Shlaes, after the first bit about Gatsby, then cites a litany of statistics about how middle-class and working-class life improved during the 1920s. By this point, after hoodwinking readers about Gatsby and the stock market, and bolstering her credibility as someone concerned about those in the middle -- and, by highlighting the decline in lynchings and in Klan activity as prosperity continued into the late twenties, maybe even her credibility among the Americans of color that conservatives are desperate to reach -- she delivers the point she's been priming her readers to accept, lock, stock, and barrel.
The larger argument is about conservative economic policy. Shlaes approvingly cites the idea that "if the rich prospered, the rest might do better than before." Classic trickle-down economics. The thing is, it's bunk. Economic inequality isn't a problem just because of the growing gap between the rich and the rest by itself, but because massive inequality is the sign of an unhealthy economy, one on the brink of collapse.
Inequality reached a new high on the eve of the Great Depression before falling and remaining relatively constant until the early 1980s, when Ronald Reagan moved our economic policies hard to the right.
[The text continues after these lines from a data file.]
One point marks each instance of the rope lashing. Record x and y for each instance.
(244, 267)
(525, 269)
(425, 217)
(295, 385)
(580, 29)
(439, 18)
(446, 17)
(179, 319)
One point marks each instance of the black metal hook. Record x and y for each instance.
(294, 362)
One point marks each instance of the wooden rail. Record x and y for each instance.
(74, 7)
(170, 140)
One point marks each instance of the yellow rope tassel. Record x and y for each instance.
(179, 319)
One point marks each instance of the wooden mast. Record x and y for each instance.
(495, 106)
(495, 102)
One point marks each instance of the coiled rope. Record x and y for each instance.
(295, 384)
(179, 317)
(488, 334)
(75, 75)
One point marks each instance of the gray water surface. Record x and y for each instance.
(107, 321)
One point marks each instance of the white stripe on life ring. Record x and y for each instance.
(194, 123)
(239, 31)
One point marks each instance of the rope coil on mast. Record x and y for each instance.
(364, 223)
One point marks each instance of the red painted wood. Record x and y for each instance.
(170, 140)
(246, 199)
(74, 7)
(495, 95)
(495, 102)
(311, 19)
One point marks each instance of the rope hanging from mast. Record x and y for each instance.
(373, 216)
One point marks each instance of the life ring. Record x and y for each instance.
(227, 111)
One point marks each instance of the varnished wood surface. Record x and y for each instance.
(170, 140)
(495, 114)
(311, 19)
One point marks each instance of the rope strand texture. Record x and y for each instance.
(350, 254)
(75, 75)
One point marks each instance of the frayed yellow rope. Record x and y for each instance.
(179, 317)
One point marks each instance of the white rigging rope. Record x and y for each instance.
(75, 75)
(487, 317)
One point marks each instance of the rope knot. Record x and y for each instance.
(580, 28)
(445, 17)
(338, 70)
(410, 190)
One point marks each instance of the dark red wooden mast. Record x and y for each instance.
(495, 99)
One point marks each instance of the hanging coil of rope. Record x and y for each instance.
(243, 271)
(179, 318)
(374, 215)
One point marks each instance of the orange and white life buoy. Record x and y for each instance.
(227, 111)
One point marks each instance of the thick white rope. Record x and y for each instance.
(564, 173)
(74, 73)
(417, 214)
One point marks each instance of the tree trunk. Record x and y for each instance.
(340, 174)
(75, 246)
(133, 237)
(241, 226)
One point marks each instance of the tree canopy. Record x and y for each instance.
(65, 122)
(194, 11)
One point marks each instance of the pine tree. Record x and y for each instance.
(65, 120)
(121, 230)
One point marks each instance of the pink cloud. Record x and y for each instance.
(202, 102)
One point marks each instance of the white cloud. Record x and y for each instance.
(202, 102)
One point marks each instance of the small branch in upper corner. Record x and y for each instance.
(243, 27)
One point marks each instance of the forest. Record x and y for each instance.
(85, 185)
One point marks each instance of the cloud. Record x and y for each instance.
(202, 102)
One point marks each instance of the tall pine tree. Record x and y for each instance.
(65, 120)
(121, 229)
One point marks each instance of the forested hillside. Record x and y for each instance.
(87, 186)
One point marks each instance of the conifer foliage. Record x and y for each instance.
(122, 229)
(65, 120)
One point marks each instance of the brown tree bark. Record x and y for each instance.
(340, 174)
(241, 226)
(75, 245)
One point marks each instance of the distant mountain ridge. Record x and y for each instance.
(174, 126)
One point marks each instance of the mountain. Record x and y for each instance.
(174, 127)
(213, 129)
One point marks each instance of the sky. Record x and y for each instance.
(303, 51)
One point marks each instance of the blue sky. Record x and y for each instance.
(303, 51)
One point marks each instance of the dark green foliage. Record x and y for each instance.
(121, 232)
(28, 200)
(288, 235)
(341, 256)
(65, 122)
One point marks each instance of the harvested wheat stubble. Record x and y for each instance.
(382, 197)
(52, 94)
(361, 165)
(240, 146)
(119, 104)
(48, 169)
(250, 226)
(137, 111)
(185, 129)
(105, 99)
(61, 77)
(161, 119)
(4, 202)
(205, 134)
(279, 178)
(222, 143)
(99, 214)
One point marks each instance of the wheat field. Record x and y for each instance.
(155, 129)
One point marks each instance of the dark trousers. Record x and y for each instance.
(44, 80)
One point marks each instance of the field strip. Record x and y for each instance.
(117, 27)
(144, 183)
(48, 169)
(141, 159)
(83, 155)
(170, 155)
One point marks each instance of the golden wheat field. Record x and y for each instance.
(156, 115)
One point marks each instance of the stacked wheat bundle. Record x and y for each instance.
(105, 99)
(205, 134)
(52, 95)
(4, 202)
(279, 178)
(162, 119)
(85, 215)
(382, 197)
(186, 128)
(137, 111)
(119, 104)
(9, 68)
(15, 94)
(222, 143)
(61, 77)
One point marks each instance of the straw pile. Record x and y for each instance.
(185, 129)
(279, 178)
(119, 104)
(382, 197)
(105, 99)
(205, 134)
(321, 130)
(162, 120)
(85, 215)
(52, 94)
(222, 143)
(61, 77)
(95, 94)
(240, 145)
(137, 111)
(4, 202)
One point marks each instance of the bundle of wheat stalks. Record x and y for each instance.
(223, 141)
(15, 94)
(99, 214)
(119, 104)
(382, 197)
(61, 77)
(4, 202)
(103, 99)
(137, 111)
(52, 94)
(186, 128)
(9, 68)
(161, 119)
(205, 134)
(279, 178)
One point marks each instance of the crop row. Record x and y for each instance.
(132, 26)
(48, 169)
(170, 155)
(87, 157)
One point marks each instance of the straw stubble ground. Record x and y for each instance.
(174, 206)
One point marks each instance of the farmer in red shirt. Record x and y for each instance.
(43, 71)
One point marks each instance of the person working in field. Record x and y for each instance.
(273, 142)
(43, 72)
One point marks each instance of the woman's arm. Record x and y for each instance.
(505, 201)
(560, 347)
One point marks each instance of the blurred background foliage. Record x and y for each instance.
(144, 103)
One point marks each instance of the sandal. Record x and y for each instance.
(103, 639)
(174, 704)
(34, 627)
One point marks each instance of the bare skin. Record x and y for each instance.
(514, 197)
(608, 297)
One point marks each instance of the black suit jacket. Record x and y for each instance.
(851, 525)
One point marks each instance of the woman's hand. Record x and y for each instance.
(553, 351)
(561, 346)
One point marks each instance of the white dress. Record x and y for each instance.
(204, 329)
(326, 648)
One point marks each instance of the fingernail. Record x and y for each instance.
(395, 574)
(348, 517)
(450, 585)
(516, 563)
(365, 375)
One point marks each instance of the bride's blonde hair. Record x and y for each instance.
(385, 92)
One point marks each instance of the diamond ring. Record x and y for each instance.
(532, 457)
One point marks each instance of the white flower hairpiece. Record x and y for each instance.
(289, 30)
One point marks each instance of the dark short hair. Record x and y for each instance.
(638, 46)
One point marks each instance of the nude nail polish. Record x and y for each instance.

Inequality then grew again, rapidly, peaking just before the most recent crash, the Great Recession of 2008, one that, like the Great Depression, followed a sustained period of Republican control of the White House and both houses of Congress. Do we learn nothing from history? Apparently, that's what Amity Shlaes thinks.
But back to the 1920s. Shlaes asserted that all the wonderful improvements in middle-class life she cited in her article happened because of tax cuts and other policies that allowed the rich to get richer, because of which "good ideas found the capital needed to finance them." In conclusion, Shlaes modestly suggested "it might be useful to take some of the policies of the 1920s as models for today."
Yeah, maybe we should. Conservative, laissez-faire, "pro-business" Republicans held the White House from 1921 to 1933 (and held both houses of Congress from 1921 to 1931). Having ten years to fully implement their vision, these Republicans did great for middle-class Americans, right? Again, only if we pretend that history ended in October 1929.
The above graph of Gross Domestic Product in the U.S. shows that by the time the Republican reign was finally over in 1933, and FDR began ushering in the New Deal, all of the gains brought about by -- in Shlaes' words -- "the policies of the 1920s" were gone, drowned like the Great Gatsby in the pool of the Great Depression (sorry, couldn't resist). In fact, our GDP by the time FDR took office was, wait for it, just about right back down to where it was in the summer of 1922, the summer when Daisy visited Gatsby over in West Egg.
What was that, Ms. Shlaes, about economic myths and the 1920s?